Cameron Douglas, 31, is "a considerate, worthy human being," Zeta-Jones wrote.

The son of Academy Award winner Michael Douglas pleaded guilty earlier this year to charges he dealt methamphetamine out of a trendy Manhattan hotel.

The charges carry a minimum term of 10 years behind bars. But lawyers for the admitted heroin addict claimed in court papers their remorseful client was committed to sobriety, and argued he only deserves a maximum 3 1/2 years at sentencing next week.

In his letter, Kirk Douglas recalled how he recently traveled from Los Angeles to New York - "At 93, that's a long trip" - to visit his jailed grandson.

"He didn't express any self-pity, nor did he ask for any," he wrote. "The only sorrow he expressed was for the trouble he had caused others. ... I was shocked when he got in such a mess."

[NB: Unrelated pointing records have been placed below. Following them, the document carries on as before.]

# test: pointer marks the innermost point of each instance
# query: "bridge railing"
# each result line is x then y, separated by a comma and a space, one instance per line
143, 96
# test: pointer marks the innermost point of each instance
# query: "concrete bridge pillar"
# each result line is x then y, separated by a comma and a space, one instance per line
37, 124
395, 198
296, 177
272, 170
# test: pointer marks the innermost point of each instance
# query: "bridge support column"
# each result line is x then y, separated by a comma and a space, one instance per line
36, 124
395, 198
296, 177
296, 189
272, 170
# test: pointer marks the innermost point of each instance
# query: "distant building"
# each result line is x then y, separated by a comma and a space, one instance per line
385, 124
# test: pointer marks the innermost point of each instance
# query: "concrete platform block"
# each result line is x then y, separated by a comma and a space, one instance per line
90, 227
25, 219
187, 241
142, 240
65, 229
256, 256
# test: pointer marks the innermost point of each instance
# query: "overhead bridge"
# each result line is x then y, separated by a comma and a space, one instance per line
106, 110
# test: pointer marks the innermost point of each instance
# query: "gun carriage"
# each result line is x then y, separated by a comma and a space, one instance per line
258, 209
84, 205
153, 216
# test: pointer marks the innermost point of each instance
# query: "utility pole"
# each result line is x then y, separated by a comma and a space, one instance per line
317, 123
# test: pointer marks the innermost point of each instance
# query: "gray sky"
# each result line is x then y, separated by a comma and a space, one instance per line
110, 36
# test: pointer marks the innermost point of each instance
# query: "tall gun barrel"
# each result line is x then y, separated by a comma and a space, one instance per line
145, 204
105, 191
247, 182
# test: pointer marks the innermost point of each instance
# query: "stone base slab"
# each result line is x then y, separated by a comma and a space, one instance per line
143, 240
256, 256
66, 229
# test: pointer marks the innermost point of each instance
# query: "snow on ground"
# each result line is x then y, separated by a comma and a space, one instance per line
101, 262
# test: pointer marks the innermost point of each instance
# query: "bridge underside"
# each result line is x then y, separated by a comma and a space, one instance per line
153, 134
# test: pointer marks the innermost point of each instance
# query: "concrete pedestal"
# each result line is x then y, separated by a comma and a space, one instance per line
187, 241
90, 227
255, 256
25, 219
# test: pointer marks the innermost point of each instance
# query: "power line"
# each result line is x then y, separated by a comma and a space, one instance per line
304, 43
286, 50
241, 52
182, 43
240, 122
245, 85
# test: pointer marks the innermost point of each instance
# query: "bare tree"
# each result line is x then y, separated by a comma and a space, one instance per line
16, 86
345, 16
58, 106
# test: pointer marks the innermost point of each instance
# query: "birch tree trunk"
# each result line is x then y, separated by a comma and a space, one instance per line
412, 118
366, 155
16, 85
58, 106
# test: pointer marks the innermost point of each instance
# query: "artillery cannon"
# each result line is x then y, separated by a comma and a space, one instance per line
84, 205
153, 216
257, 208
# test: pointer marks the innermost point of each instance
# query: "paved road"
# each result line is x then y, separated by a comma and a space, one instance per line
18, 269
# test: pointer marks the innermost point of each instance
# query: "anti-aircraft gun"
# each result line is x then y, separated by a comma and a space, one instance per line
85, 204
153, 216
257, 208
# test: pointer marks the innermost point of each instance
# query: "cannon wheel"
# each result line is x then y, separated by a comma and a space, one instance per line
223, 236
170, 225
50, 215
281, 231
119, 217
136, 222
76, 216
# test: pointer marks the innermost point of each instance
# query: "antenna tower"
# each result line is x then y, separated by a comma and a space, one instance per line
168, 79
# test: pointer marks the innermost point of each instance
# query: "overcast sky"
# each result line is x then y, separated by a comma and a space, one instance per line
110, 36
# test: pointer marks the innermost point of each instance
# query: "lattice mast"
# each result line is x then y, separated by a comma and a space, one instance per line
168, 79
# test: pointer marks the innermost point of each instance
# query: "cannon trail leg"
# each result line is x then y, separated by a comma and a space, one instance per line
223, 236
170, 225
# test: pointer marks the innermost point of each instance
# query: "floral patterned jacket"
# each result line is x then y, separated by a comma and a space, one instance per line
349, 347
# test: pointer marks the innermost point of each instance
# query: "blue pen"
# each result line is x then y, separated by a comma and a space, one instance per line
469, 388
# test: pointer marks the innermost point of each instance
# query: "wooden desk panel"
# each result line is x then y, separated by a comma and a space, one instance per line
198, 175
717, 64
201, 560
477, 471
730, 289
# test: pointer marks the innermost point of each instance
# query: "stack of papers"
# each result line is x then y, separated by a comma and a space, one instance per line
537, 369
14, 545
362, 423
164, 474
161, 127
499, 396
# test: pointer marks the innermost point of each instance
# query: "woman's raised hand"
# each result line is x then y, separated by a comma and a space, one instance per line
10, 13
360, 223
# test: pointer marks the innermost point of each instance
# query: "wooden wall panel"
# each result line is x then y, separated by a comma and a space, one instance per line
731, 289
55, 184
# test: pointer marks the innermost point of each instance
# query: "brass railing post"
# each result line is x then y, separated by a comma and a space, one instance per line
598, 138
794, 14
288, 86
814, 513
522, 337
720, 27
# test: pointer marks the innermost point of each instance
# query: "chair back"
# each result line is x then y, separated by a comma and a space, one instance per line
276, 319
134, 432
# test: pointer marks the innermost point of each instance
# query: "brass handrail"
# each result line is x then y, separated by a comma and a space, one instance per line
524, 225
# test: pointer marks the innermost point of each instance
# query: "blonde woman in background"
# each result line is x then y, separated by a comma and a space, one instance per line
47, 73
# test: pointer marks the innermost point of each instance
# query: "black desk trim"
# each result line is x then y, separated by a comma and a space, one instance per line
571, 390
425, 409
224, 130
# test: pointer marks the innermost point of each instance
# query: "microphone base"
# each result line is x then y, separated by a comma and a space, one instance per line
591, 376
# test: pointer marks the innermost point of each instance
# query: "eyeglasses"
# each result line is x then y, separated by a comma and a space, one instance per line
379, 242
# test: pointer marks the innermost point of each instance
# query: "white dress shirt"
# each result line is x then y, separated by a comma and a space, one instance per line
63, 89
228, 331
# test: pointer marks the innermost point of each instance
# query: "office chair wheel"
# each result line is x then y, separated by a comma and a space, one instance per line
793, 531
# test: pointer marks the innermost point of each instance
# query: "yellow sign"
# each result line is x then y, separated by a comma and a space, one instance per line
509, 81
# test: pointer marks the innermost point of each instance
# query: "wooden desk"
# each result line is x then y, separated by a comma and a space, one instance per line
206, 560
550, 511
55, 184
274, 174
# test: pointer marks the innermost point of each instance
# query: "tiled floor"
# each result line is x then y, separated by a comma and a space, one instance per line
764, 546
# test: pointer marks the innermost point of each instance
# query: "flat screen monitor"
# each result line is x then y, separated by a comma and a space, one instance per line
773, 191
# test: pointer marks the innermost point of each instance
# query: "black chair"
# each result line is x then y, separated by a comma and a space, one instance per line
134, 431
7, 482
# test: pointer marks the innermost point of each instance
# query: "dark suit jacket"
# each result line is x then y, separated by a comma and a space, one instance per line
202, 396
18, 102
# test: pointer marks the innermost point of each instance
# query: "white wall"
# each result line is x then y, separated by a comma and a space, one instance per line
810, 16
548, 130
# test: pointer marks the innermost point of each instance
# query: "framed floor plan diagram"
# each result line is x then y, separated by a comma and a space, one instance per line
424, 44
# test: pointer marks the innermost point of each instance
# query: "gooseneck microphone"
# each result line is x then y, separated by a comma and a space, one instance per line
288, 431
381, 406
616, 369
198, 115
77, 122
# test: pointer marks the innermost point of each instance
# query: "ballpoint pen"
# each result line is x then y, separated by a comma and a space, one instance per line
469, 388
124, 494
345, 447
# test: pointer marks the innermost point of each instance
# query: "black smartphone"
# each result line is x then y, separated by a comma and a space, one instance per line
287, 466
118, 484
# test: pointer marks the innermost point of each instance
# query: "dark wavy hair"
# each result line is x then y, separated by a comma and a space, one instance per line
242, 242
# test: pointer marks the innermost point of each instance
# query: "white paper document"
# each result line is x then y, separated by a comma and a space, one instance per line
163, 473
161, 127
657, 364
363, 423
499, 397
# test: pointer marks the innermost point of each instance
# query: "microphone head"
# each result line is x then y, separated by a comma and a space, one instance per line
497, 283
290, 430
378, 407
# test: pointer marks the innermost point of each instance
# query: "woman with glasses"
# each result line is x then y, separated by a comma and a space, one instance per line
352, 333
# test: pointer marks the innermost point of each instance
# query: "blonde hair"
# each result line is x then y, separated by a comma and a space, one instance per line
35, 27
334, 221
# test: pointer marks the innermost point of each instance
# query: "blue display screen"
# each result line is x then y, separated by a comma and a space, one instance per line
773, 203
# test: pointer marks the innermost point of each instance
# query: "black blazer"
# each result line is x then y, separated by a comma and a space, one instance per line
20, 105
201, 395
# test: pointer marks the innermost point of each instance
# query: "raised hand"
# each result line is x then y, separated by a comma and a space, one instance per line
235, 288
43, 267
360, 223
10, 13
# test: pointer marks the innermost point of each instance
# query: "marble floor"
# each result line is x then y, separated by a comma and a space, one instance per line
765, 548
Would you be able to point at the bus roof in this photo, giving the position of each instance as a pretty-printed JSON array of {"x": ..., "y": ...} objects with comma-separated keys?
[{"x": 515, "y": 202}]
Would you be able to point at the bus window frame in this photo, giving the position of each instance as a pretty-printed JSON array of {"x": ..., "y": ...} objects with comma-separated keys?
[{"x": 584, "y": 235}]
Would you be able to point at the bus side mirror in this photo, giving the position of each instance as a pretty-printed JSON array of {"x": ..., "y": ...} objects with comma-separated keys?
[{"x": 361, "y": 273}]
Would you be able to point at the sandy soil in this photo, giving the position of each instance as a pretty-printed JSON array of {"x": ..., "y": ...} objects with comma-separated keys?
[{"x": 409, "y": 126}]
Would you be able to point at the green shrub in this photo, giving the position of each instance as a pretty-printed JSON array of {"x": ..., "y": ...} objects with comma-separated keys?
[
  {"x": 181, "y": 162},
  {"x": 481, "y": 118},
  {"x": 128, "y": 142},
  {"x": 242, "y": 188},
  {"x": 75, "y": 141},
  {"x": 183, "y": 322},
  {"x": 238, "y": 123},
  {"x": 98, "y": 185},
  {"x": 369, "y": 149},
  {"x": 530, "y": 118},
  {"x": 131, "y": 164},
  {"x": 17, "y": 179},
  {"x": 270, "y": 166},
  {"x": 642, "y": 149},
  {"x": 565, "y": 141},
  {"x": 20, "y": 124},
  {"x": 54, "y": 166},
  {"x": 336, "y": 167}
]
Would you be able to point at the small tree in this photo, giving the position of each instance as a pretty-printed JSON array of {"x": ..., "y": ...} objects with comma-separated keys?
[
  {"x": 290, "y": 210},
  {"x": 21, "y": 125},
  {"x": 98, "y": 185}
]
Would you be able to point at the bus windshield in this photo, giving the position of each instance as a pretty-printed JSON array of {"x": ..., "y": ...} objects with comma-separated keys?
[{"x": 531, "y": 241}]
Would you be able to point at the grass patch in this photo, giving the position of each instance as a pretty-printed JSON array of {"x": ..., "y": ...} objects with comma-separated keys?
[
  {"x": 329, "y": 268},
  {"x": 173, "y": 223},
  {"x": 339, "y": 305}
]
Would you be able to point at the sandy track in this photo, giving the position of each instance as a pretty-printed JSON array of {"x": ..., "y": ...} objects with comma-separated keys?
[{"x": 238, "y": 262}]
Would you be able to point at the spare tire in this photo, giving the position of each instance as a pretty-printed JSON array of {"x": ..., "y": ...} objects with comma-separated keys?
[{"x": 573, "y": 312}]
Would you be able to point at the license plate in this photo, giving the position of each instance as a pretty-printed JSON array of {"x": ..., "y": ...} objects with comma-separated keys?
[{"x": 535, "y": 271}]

The famous grandfather concluded: "I'm convinced Cameron could be a fine actor. ... I hope I can see that happen before I die. I love Cameron."

Riley, president of the Miami Heat, said he got to know Douglas while coaching the Los Angeles Lakers.

"Cameron is not a criminal," Riley wrote. "I ask for mercy, judge."

Douglas was arrested July 28, 2009, at the Hotel Gansevoort as part of a Drug Enforcement Administration probe.

Investigators say Douglas was paid tens of thousands of dollars for smuggling meth - what he referred to in intercepted phone calls as "pastry" or "bath salts." Cash and drugs were routinely exchanged from coast to coast through shippers like FedEx, a criminal complaint said.

In the papers filed Tuesday, defense lawyers said Douglas had come to New York to look for an apartment when he had a chance encounter outside the hotel with a fellow guest and drug dealer who invited him to dinner.

Afterward, "the New York dealer asked Cameron to discuss a business proposition and invited him to his hotel room, where the New York dealer asked him if he could send him a pound of meth," the papers said. "Still impaired by his addiction, Cameron agreed and later flew to California to arrange the requested transaction."